"KalDB: A cloud native log search platform" by Suman Karumuri (Strange Loop 2022)

Suman Karumuri, architect on Slack's observability team, presents KalDB, a cloud-native log search platform used to manage a petabyte of log data, highlighting its architecture, features, and scalability.

Key takeaways
  • KalDB manages a petabyte of log data with a 7-day retention period at Slack.
  • Slack’s use cases involve full-text search and older logs are indexed eventually.
  • Lucene is a feasible storage engine for log data.
  • The indexing process can be optimized by storing older logs in S3 and using tied storage.
  • The common fields in log messages can be extracted into key-value pairs.
  • Schema-less data allows for easier data management and query efficiency.
  • CalDB prioritizes indexing fresh logs over older logs.
  • Using cache nodes allows for faster query responses and better hardware utilization.
  • At scale, logs can be categorized into four types: high operational overhead, delayed logs, noisy neighbors, and field conflicts.
  • The cluster manager assigns tasks to recovery indexers and manages data life cycles.
  • Metadata stores are crucial for efficient data retrieval.
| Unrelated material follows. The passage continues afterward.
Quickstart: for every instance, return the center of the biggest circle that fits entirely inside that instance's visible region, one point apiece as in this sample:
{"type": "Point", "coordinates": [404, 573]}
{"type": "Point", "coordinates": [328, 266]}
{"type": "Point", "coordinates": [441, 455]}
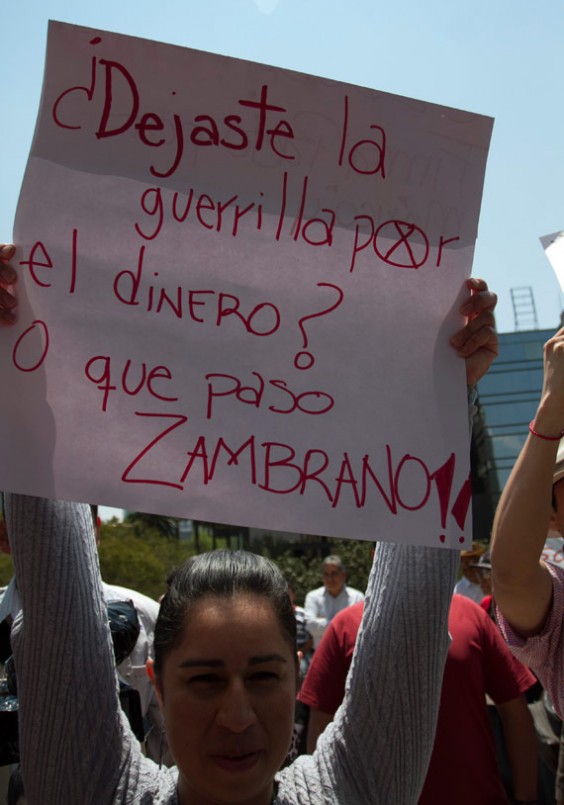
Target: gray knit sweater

  • Using S3 as a deep store for logs reduces storage costs.
  • CalDB’s architecture allows for elastic scalability and Kubernetes native integration.
  • The system employs cache nodes that download segments from S3 and serve queries.
  • Queries typically revolve around last-day data, making it essential to have efficient query execution.
  • Duplicate information in logs and traces can be reduced by using aggregation support and ES-compatible APIs.
  • Fauna and CalDB can be used to overcome field conflicts.
  • Suman Karumuri is an architect on the observability team at Slack, building and running petabyte-scale systems.